Il gender gap, in aggiunta alle numerosissime discrepanze di una società prevalentemente maschilista e raccomandata, ci aiuta a capire meglio, dunque, perché una proposta come quella a 5 Stelle faccia tentennare. Quando su ogni annuncio di lavoro chi lo dirama tiene molto a precisare di essere in cerca di una giovane massimo venticinquenne e di bella presenza – che, poi, alzando di poco l’asticella dell’età, è lo stesso discorso di natura berlusconiana che si fa per entrare in politica –, il vincolo delle quote rosa, nei fatti pura fuffa, appare un palliativo a cui rinunciare spaventa.

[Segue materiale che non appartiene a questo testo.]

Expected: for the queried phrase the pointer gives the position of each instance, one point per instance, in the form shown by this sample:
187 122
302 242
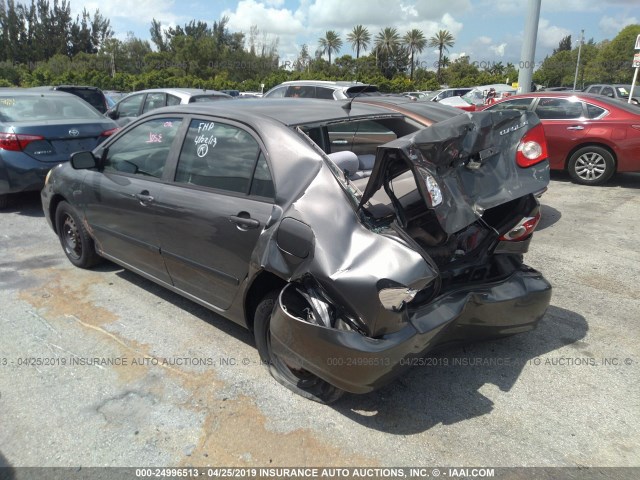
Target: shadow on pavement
221 323
27 204
6 469
446 389
624 180
549 216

Se, quindi, a partire dalla giunta romana si iniziasse a scioglierlo, probabilmente si finirebbe con il tornare a quando il lavoro, quello vero, quello importante, era solo un’attività da maschio senza la speranza che si possa dar spazio anche a noi altre, relegate, nuovamente, a sognare tutt’al più un incarico da segretaria. L’unico che per qualche arcano motivo, da sempre, pare sappiamo fare solo noi.
Al Sindaco di Roma e alla sua giunta, dunque, l’invito è di lasciar perdere lo statuto, quantomeno nei commi incriminati, e di concentrarsi a cambiare le cose dall’interno, loro che possono, comodi sulle poltrone che contano, abbandonando gli slogan e concentrandosi davvero sui meriti, differenze di genere a parte.